One hot southern lit mag mess

Josh Spilker

VQR  virginia quarterly review

VQR was a publishing success story. Via LA Times.

Though the summer is unofficially-officially over now, there's still a hot mess lingering at the University of Virginia and their lit mag, the Virginia Quarterly Review.

Usually, lit mags don't cause any stir whatsoever except for the stroking of egos on English Department couches.

But this one is different, because in the past five years The Virginia Quarterly Review has “arrived” as the parlance goes. This particular mag got a new editor in 2003, who sought to “turn things around” and burned through some cash to bring the magazine national prominence. A bunch of glossy, colored pages later and several non-fiction stories on social policy issues and wars, The Virginia Quarterly Review netted some hefty hardware, taking home national magazine awards for a magazine under 100,000 subscribers and also beating out the likes of The New Yorker and The Atlantic for fiction.

This was masterminded by Ted Genoways a young-ish, brash-ish editor who was once viewed as a savior of literary magazines, but is now becoming a pariah.

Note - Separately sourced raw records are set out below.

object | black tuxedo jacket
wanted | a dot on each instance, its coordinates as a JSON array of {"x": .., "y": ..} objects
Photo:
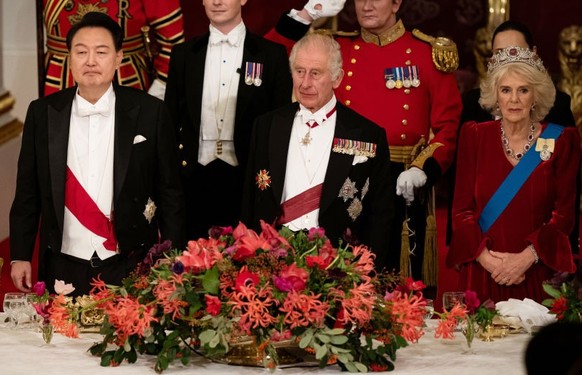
[
  {"x": 269, "y": 146},
  {"x": 141, "y": 171},
  {"x": 184, "y": 93}
]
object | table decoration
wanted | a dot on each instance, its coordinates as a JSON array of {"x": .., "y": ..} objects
[
  {"x": 566, "y": 292},
  {"x": 473, "y": 316},
  {"x": 272, "y": 287}
]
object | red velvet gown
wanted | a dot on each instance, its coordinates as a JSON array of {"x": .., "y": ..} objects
[{"x": 541, "y": 213}]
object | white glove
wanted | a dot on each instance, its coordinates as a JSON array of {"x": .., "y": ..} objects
[
  {"x": 323, "y": 8},
  {"x": 157, "y": 89},
  {"x": 407, "y": 181}
]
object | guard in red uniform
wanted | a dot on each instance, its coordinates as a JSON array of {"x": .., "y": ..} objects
[
  {"x": 402, "y": 81},
  {"x": 141, "y": 67}
]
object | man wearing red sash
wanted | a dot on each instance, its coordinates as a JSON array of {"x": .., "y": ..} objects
[
  {"x": 316, "y": 163},
  {"x": 97, "y": 169},
  {"x": 141, "y": 67}
]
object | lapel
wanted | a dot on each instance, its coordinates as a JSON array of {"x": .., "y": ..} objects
[
  {"x": 58, "y": 121},
  {"x": 280, "y": 133},
  {"x": 126, "y": 115},
  {"x": 339, "y": 165},
  {"x": 194, "y": 78}
]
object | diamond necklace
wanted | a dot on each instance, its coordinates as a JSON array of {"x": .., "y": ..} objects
[{"x": 508, "y": 151}]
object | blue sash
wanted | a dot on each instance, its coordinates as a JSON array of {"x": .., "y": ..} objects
[{"x": 515, "y": 180}]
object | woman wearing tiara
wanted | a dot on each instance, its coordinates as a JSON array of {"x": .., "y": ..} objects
[{"x": 515, "y": 187}]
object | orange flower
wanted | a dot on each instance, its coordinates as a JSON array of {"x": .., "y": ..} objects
[
  {"x": 357, "y": 304},
  {"x": 303, "y": 310},
  {"x": 167, "y": 296},
  {"x": 253, "y": 306},
  {"x": 408, "y": 313}
]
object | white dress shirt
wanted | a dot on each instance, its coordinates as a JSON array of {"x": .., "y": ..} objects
[
  {"x": 90, "y": 158},
  {"x": 307, "y": 163},
  {"x": 219, "y": 94}
]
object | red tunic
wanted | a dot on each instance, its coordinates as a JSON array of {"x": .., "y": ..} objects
[
  {"x": 541, "y": 213},
  {"x": 163, "y": 17},
  {"x": 407, "y": 114}
]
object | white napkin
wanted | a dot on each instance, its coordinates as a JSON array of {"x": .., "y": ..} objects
[{"x": 531, "y": 314}]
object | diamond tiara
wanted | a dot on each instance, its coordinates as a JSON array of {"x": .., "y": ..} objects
[{"x": 515, "y": 54}]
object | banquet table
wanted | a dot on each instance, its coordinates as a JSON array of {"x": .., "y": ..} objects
[{"x": 23, "y": 351}]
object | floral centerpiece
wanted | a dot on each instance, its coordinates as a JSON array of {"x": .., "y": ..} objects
[
  {"x": 473, "y": 316},
  {"x": 566, "y": 302},
  {"x": 272, "y": 287}
]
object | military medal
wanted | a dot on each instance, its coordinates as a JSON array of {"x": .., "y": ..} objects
[
  {"x": 398, "y": 84},
  {"x": 253, "y": 73},
  {"x": 389, "y": 77},
  {"x": 415, "y": 81},
  {"x": 406, "y": 81},
  {"x": 545, "y": 147}
]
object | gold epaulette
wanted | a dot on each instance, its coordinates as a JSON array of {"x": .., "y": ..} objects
[
  {"x": 425, "y": 154},
  {"x": 444, "y": 51},
  {"x": 336, "y": 33}
]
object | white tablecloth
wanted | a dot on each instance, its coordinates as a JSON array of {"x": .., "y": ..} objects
[{"x": 24, "y": 352}]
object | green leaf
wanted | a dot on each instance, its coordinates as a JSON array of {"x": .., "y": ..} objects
[
  {"x": 210, "y": 281},
  {"x": 339, "y": 340},
  {"x": 321, "y": 352}
]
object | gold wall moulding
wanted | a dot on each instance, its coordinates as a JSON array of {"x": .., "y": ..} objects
[{"x": 10, "y": 130}]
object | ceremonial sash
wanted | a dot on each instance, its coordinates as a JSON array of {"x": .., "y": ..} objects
[
  {"x": 80, "y": 204},
  {"x": 515, "y": 180},
  {"x": 301, "y": 204}
]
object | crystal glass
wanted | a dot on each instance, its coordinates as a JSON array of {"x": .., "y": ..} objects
[
  {"x": 450, "y": 299},
  {"x": 14, "y": 305}
]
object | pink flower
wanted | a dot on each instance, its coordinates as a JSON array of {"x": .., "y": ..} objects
[
  {"x": 201, "y": 255},
  {"x": 213, "y": 304},
  {"x": 245, "y": 278},
  {"x": 291, "y": 278},
  {"x": 62, "y": 288},
  {"x": 471, "y": 301},
  {"x": 39, "y": 288}
]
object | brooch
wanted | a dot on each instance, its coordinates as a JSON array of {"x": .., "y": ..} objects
[
  {"x": 150, "y": 210},
  {"x": 545, "y": 147},
  {"x": 263, "y": 179}
]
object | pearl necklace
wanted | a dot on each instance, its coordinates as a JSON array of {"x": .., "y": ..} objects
[{"x": 512, "y": 154}]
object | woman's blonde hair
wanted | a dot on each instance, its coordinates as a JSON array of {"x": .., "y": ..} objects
[{"x": 544, "y": 91}]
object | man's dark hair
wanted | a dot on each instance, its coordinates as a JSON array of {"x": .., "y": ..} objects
[
  {"x": 97, "y": 19},
  {"x": 556, "y": 349},
  {"x": 515, "y": 26}
]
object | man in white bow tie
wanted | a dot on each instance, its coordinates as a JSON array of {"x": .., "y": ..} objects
[
  {"x": 317, "y": 163},
  {"x": 97, "y": 169},
  {"x": 218, "y": 83}
]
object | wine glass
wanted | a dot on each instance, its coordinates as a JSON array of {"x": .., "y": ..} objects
[
  {"x": 450, "y": 299},
  {"x": 13, "y": 305}
]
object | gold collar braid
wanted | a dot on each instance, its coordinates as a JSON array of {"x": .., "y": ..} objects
[{"x": 386, "y": 37}]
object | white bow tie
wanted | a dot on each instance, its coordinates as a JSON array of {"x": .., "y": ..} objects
[
  {"x": 216, "y": 38},
  {"x": 84, "y": 111}
]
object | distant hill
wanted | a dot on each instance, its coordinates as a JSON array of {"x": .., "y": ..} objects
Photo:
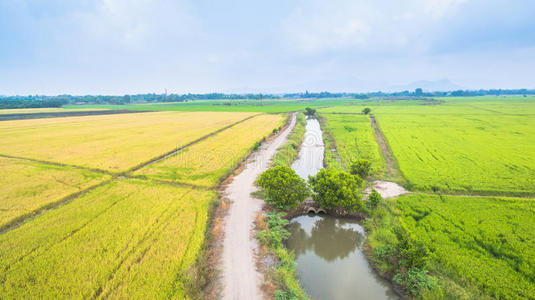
[{"x": 442, "y": 85}]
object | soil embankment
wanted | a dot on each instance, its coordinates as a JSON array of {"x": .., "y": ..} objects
[
  {"x": 392, "y": 169},
  {"x": 241, "y": 279}
]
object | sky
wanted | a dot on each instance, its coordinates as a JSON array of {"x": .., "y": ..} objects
[{"x": 120, "y": 47}]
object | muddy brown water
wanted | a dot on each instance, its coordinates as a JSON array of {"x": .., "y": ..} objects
[{"x": 330, "y": 261}]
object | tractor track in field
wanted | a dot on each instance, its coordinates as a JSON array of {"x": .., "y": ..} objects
[
  {"x": 178, "y": 149},
  {"x": 125, "y": 174}
]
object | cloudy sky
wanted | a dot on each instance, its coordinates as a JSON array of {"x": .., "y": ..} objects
[{"x": 137, "y": 46}]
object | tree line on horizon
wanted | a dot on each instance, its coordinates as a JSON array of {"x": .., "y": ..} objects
[{"x": 41, "y": 101}]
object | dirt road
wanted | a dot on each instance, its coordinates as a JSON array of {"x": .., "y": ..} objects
[{"x": 240, "y": 277}]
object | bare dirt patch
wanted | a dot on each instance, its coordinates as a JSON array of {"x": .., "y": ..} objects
[
  {"x": 387, "y": 189},
  {"x": 241, "y": 278}
]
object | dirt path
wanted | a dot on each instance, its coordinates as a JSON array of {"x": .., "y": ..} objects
[
  {"x": 392, "y": 169},
  {"x": 387, "y": 189},
  {"x": 240, "y": 277}
]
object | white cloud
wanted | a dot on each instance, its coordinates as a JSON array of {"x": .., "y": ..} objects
[{"x": 368, "y": 26}]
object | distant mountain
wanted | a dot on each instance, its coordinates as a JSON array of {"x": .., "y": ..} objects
[{"x": 442, "y": 85}]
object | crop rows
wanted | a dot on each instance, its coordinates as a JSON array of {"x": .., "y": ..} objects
[
  {"x": 205, "y": 163},
  {"x": 471, "y": 154},
  {"x": 485, "y": 241},
  {"x": 113, "y": 143},
  {"x": 27, "y": 186},
  {"x": 355, "y": 139},
  {"x": 128, "y": 237}
]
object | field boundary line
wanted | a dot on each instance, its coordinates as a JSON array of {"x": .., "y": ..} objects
[
  {"x": 50, "y": 206},
  {"x": 65, "y": 237},
  {"x": 172, "y": 183},
  {"x": 58, "y": 164},
  {"x": 336, "y": 113},
  {"x": 65, "y": 114},
  {"x": 178, "y": 149},
  {"x": 392, "y": 168},
  {"x": 65, "y": 200},
  {"x": 481, "y": 194},
  {"x": 166, "y": 215},
  {"x": 137, "y": 167}
]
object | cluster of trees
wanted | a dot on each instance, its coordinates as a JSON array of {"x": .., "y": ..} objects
[
  {"x": 333, "y": 190},
  {"x": 10, "y": 103},
  {"x": 56, "y": 101},
  {"x": 458, "y": 93}
]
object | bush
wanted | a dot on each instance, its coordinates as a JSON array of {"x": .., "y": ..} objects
[
  {"x": 361, "y": 168},
  {"x": 374, "y": 199},
  {"x": 416, "y": 281},
  {"x": 283, "y": 274},
  {"x": 336, "y": 189},
  {"x": 284, "y": 188},
  {"x": 310, "y": 111}
]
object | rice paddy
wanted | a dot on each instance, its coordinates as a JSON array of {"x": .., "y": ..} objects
[
  {"x": 112, "y": 143},
  {"x": 205, "y": 163},
  {"x": 87, "y": 227}
]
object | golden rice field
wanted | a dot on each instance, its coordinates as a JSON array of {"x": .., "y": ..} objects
[
  {"x": 43, "y": 110},
  {"x": 113, "y": 143},
  {"x": 203, "y": 164},
  {"x": 111, "y": 236},
  {"x": 130, "y": 238},
  {"x": 27, "y": 186}
]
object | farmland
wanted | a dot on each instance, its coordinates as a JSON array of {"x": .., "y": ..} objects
[
  {"x": 462, "y": 147},
  {"x": 268, "y": 106},
  {"x": 27, "y": 186},
  {"x": 129, "y": 237},
  {"x": 112, "y": 143},
  {"x": 205, "y": 163},
  {"x": 480, "y": 246},
  {"x": 107, "y": 232},
  {"x": 354, "y": 139}
]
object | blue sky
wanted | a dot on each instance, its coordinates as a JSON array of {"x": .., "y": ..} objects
[{"x": 137, "y": 46}]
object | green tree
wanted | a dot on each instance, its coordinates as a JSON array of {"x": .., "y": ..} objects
[
  {"x": 284, "y": 188},
  {"x": 336, "y": 189},
  {"x": 310, "y": 111},
  {"x": 374, "y": 199},
  {"x": 361, "y": 168}
]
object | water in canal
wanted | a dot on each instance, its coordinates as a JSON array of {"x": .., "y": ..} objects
[
  {"x": 310, "y": 159},
  {"x": 329, "y": 256}
]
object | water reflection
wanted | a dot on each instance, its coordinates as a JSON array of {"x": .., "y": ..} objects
[
  {"x": 324, "y": 233},
  {"x": 330, "y": 262},
  {"x": 310, "y": 160}
]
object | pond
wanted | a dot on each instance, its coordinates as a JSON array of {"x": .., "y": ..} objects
[{"x": 330, "y": 261}]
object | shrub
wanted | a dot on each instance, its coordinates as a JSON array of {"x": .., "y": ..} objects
[
  {"x": 416, "y": 281},
  {"x": 284, "y": 188},
  {"x": 374, "y": 199},
  {"x": 310, "y": 111},
  {"x": 336, "y": 189},
  {"x": 361, "y": 168}
]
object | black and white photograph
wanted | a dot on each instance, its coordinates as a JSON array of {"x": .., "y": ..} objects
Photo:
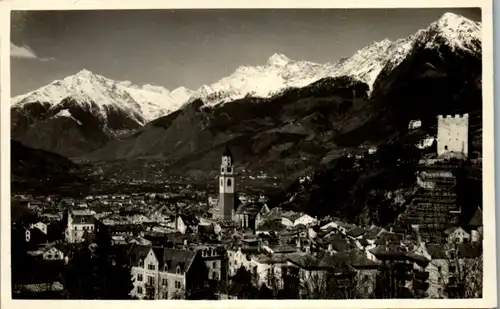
[{"x": 249, "y": 154}]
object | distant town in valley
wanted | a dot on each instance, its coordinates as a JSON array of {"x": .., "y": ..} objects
[{"x": 348, "y": 185}]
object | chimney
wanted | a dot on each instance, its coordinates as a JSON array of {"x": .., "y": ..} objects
[{"x": 416, "y": 230}]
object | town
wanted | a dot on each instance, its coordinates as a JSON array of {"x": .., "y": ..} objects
[{"x": 229, "y": 244}]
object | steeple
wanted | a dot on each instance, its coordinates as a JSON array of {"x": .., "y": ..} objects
[
  {"x": 226, "y": 186},
  {"x": 227, "y": 153}
]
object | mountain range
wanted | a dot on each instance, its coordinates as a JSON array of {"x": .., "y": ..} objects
[{"x": 285, "y": 117}]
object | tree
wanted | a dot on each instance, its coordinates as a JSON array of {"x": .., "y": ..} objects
[
  {"x": 242, "y": 286},
  {"x": 98, "y": 271},
  {"x": 464, "y": 273}
]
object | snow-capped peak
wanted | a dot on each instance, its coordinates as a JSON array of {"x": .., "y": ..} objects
[
  {"x": 278, "y": 60},
  {"x": 276, "y": 75},
  {"x": 143, "y": 103},
  {"x": 458, "y": 31}
]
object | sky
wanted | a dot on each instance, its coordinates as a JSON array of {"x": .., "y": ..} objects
[{"x": 194, "y": 47}]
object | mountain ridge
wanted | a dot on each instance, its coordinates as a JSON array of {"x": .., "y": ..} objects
[{"x": 375, "y": 69}]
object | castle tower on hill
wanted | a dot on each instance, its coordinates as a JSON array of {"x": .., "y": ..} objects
[
  {"x": 226, "y": 186},
  {"x": 453, "y": 136}
]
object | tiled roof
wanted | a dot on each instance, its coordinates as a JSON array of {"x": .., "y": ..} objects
[
  {"x": 283, "y": 249},
  {"x": 356, "y": 231},
  {"x": 173, "y": 258},
  {"x": 469, "y": 250},
  {"x": 436, "y": 251},
  {"x": 249, "y": 208},
  {"x": 271, "y": 225},
  {"x": 83, "y": 219},
  {"x": 382, "y": 251},
  {"x": 137, "y": 252},
  {"x": 373, "y": 232},
  {"x": 477, "y": 219},
  {"x": 338, "y": 242}
]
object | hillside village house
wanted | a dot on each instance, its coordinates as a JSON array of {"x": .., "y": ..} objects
[
  {"x": 41, "y": 226},
  {"x": 215, "y": 259},
  {"x": 457, "y": 235},
  {"x": 55, "y": 253},
  {"x": 79, "y": 221},
  {"x": 164, "y": 273}
]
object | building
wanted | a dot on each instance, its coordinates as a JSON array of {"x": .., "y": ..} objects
[
  {"x": 79, "y": 221},
  {"x": 165, "y": 273},
  {"x": 41, "y": 226},
  {"x": 226, "y": 187},
  {"x": 414, "y": 124},
  {"x": 246, "y": 214},
  {"x": 453, "y": 135},
  {"x": 215, "y": 259}
]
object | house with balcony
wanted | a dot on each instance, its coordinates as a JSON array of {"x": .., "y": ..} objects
[{"x": 166, "y": 273}]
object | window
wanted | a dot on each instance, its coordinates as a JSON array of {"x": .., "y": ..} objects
[{"x": 366, "y": 289}]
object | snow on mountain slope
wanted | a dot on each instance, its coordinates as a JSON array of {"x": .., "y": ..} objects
[
  {"x": 65, "y": 114},
  {"x": 276, "y": 75},
  {"x": 141, "y": 103},
  {"x": 280, "y": 72}
]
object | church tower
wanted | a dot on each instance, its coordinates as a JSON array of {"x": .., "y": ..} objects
[{"x": 226, "y": 186}]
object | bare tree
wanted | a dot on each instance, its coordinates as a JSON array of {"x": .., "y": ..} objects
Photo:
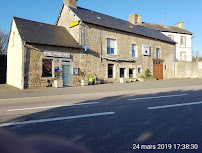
[{"x": 3, "y": 42}]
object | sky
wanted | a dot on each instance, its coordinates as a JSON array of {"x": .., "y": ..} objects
[{"x": 152, "y": 11}]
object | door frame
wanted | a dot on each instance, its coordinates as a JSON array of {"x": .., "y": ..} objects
[
  {"x": 69, "y": 63},
  {"x": 161, "y": 61}
]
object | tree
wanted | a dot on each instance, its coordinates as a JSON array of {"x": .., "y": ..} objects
[{"x": 3, "y": 42}]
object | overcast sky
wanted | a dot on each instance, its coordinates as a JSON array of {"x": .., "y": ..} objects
[{"x": 173, "y": 11}]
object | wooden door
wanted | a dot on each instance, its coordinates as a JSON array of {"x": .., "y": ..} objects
[{"x": 158, "y": 68}]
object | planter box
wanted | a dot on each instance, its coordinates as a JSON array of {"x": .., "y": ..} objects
[
  {"x": 146, "y": 79},
  {"x": 123, "y": 80},
  {"x": 58, "y": 83},
  {"x": 84, "y": 82},
  {"x": 133, "y": 79}
]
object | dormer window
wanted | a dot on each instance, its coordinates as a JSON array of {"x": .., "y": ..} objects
[{"x": 183, "y": 41}]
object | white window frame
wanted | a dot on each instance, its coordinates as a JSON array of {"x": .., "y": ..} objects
[
  {"x": 183, "y": 43},
  {"x": 134, "y": 48},
  {"x": 185, "y": 57},
  {"x": 111, "y": 44}
]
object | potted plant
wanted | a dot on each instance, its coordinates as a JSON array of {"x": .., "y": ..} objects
[
  {"x": 146, "y": 77},
  {"x": 58, "y": 83},
  {"x": 82, "y": 74}
]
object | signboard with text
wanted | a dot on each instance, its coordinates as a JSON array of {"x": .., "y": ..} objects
[{"x": 59, "y": 55}]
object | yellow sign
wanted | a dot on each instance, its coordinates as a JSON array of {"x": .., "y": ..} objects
[{"x": 73, "y": 24}]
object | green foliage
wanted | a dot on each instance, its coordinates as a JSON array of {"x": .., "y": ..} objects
[{"x": 58, "y": 73}]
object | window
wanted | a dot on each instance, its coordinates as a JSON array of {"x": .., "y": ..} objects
[
  {"x": 110, "y": 70},
  {"x": 131, "y": 73},
  {"x": 157, "y": 53},
  {"x": 111, "y": 45},
  {"x": 13, "y": 41},
  {"x": 183, "y": 41},
  {"x": 171, "y": 37},
  {"x": 122, "y": 73},
  {"x": 182, "y": 56},
  {"x": 47, "y": 67},
  {"x": 139, "y": 70},
  {"x": 134, "y": 50}
]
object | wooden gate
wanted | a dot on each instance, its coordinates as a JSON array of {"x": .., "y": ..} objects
[{"x": 158, "y": 68}]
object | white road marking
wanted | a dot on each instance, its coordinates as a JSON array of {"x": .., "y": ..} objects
[
  {"x": 56, "y": 119},
  {"x": 23, "y": 109},
  {"x": 175, "y": 105},
  {"x": 159, "y": 97}
]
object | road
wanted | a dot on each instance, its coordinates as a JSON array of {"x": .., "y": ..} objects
[{"x": 112, "y": 122}]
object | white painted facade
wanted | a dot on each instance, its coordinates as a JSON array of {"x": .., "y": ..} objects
[
  {"x": 183, "y": 52},
  {"x": 14, "y": 58}
]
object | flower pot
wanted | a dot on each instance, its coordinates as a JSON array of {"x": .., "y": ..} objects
[
  {"x": 58, "y": 83},
  {"x": 84, "y": 82},
  {"x": 123, "y": 80}
]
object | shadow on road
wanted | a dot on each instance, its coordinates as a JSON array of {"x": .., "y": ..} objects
[{"x": 131, "y": 124}]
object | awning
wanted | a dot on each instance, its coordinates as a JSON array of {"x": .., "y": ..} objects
[{"x": 118, "y": 59}]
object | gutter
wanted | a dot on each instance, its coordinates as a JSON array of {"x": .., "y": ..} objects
[{"x": 23, "y": 64}]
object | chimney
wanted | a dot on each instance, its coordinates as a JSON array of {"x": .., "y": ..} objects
[
  {"x": 71, "y": 3},
  {"x": 180, "y": 25},
  {"x": 135, "y": 19}
]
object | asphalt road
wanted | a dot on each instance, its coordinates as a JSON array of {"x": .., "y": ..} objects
[{"x": 113, "y": 123}]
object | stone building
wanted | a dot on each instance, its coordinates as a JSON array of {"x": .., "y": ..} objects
[
  {"x": 180, "y": 35},
  {"x": 103, "y": 46},
  {"x": 35, "y": 50},
  {"x": 117, "y": 48}
]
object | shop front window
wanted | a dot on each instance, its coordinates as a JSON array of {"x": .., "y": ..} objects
[{"x": 47, "y": 67}]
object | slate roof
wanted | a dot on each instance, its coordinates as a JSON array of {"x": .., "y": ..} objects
[
  {"x": 111, "y": 22},
  {"x": 42, "y": 33},
  {"x": 166, "y": 28}
]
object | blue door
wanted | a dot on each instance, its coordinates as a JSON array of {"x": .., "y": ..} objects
[{"x": 66, "y": 75}]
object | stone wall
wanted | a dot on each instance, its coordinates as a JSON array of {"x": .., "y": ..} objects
[
  {"x": 187, "y": 70},
  {"x": 33, "y": 64},
  {"x": 95, "y": 38}
]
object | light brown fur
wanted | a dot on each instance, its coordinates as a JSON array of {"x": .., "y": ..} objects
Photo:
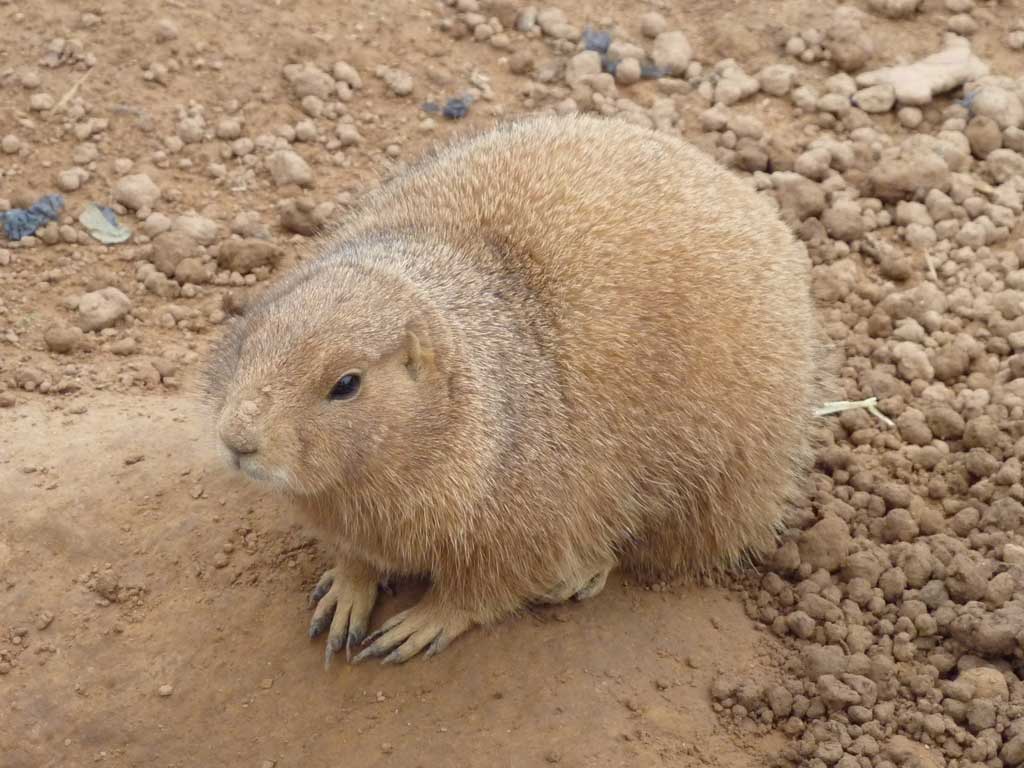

What caused the bottom to fall out? His managing editor, Kevin Morrissey, committed suicide in late July and there's been some controversy over whether Genoways “bullied” Morrissey or not in his workplace performance.

According to this excellent Hook article, Morrissey felt that Genoways was too demanding and demeaning in when and how to deal with a staff editing a magazine. On Morrissey's bedside table found after he died: A book on how to deal with narcissistic personalities in the workplace. Yikes.

Adding intrigue to insult is the fact that Genoways started palling around with a young, rich female “intern”-slash-liaison who began to take all of Genoways' attention and usurp the traditional structure of the staff.

Yikes. You know it's a big deal when The Today Show picks it up.

No doubt this is a sad and tragic situation for all those involved. Everyone has to be asking–how did it come to this? Finding the next Faulkner or Robert Penn Warren or whichever other southern genteel writer shouldn't be this big of a deal. Take a break. Take a hike. Genoways can't put out a magazine himself (well, I guess he could…) but it's not a great experience unless he experiences it with others. (Read The Hook article for how he tried to divert attention away from
Morrissey when telling the staff about the death of Morrissey. And oh
yes, he didn't attend Morrissey's memorial service).

Then again, Genoways sounds like an egomaniac. One who deems himself more important than he is. Maybe he's in the right profession. Self-inflating your worth is what publishing is all about these days.

No doubt Genoways will have some type of true-crime mystery thriller to come out of this.

For now, the doors are locked at VQR and there are two different versions of the fall issue. Two sides to every story, of course.